Le drame, c’est le déchaînement des racismes sur une terre de bonheur. Les colons, même les plus modestes, continuent de mépriser et de craindre Arabes et Kabyles. Rares et suspects sont ceux qui osent rêver d’un commencement de fraternité. Et sur ce fond de méfiance, voilà que s’enflamme, en ces années à l’intérieur du camp des « infidèles », la haine antisémite. Drumont, député d’Alger, et Max Régis, élu maire, excitent la populace à ces « youpinades » qui sont la forme méditerranéenne du pogrom. Les pires injures couvrent les journaux et les murs. Les pires sottises nourrissent les conversations.
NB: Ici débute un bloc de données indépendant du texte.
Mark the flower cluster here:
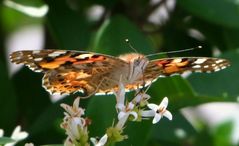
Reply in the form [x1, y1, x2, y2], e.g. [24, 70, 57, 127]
[0, 126, 28, 146]
[61, 97, 90, 146]
[61, 83, 172, 146]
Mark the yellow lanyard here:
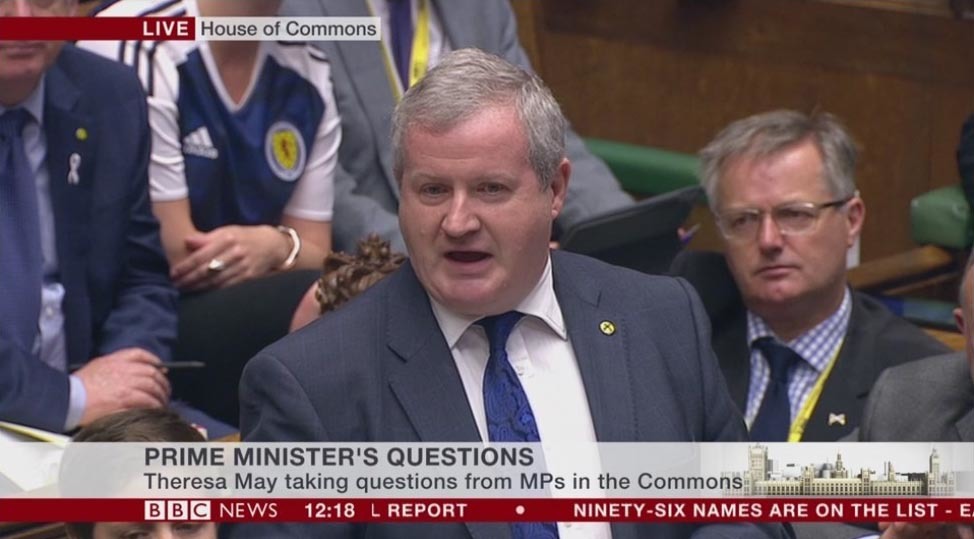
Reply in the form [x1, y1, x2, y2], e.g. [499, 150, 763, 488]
[366, 0, 430, 103]
[788, 337, 845, 442]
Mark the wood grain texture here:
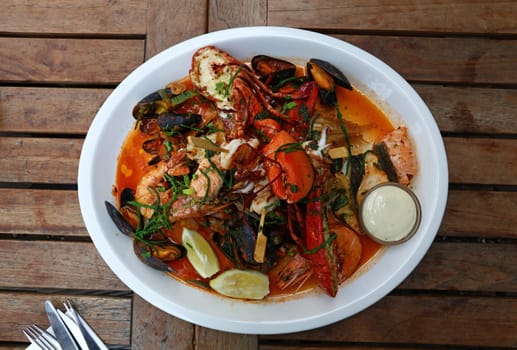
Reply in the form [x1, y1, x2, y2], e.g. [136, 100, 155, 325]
[0, 291, 131, 346]
[145, 0, 207, 59]
[0, 0, 147, 35]
[334, 35, 517, 84]
[445, 137, 517, 185]
[0, 137, 83, 184]
[0, 137, 517, 185]
[0, 188, 89, 237]
[0, 85, 517, 134]
[0, 37, 144, 84]
[413, 84, 517, 134]
[397, 242, 517, 293]
[0, 239, 128, 292]
[261, 295, 517, 347]
[194, 327, 258, 350]
[0, 86, 111, 134]
[208, 0, 267, 32]
[440, 189, 517, 239]
[268, 0, 517, 34]
[131, 295, 195, 350]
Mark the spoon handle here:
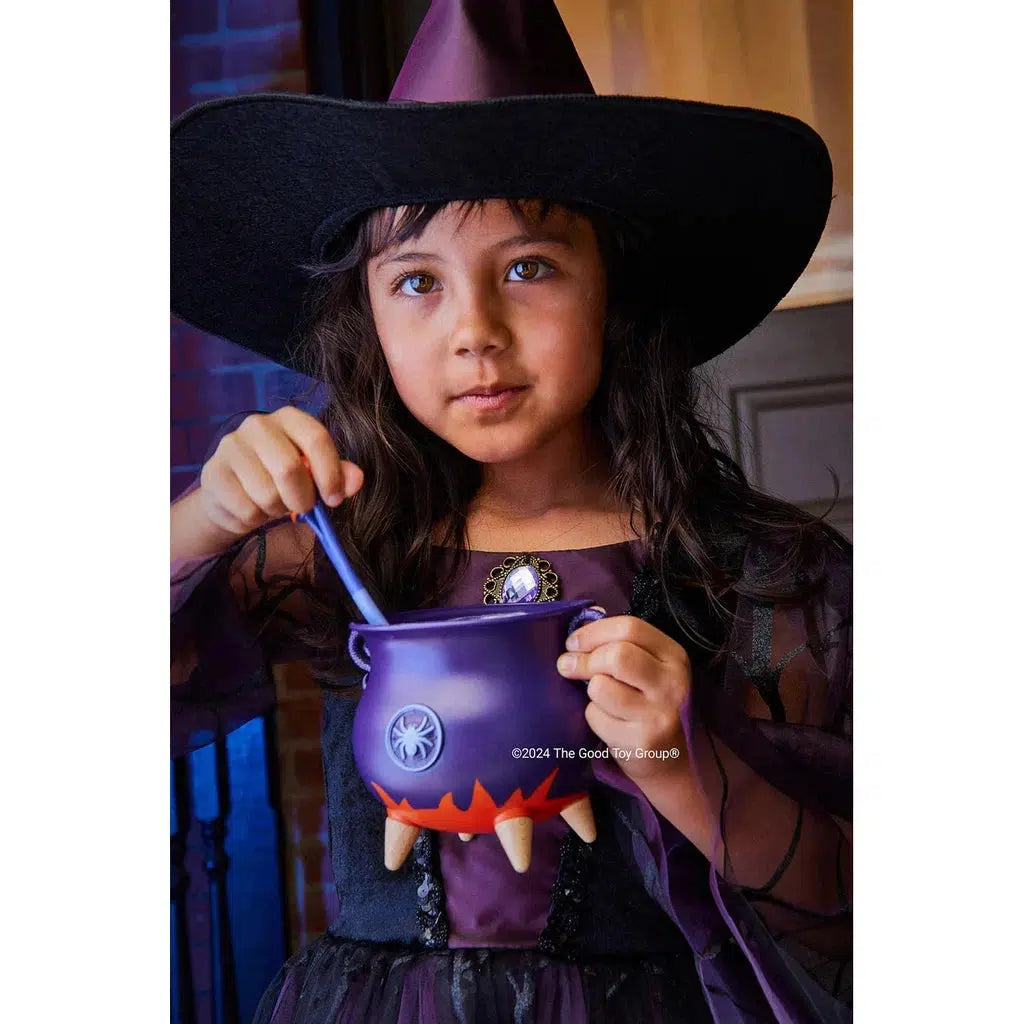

Choisi, presque malgré lui, comme protecteur par un négociant juif qui vient de se réfugier et se suicider chez lui. Dematons est contraint de se poser loyalement le problème d’affronter bêtise et fureur. « Tous les hommes naissent libres, et égaux en droit » : le beau principe qu’inscrit la République au fronton de ses institutions, le « maître » de la Mitidja découvre combien il est difficile à imposer comme pédagogue, à vivre comme homme…
Enfin une époque : cette « belle époque » traversée de tant de forces et de scandales, de générosités et de colères, d’illusions et de sordides réalités. Jules Roy nous en offre un tableau surprenant, parce que nouveau, vu à travers la toute petite bourgeoisie d’Algérie, en cette période de l’histoire où elle commence déjà d’aggraver les malentendus et les dédains dont ses petits-enfants seront finalement les victimes.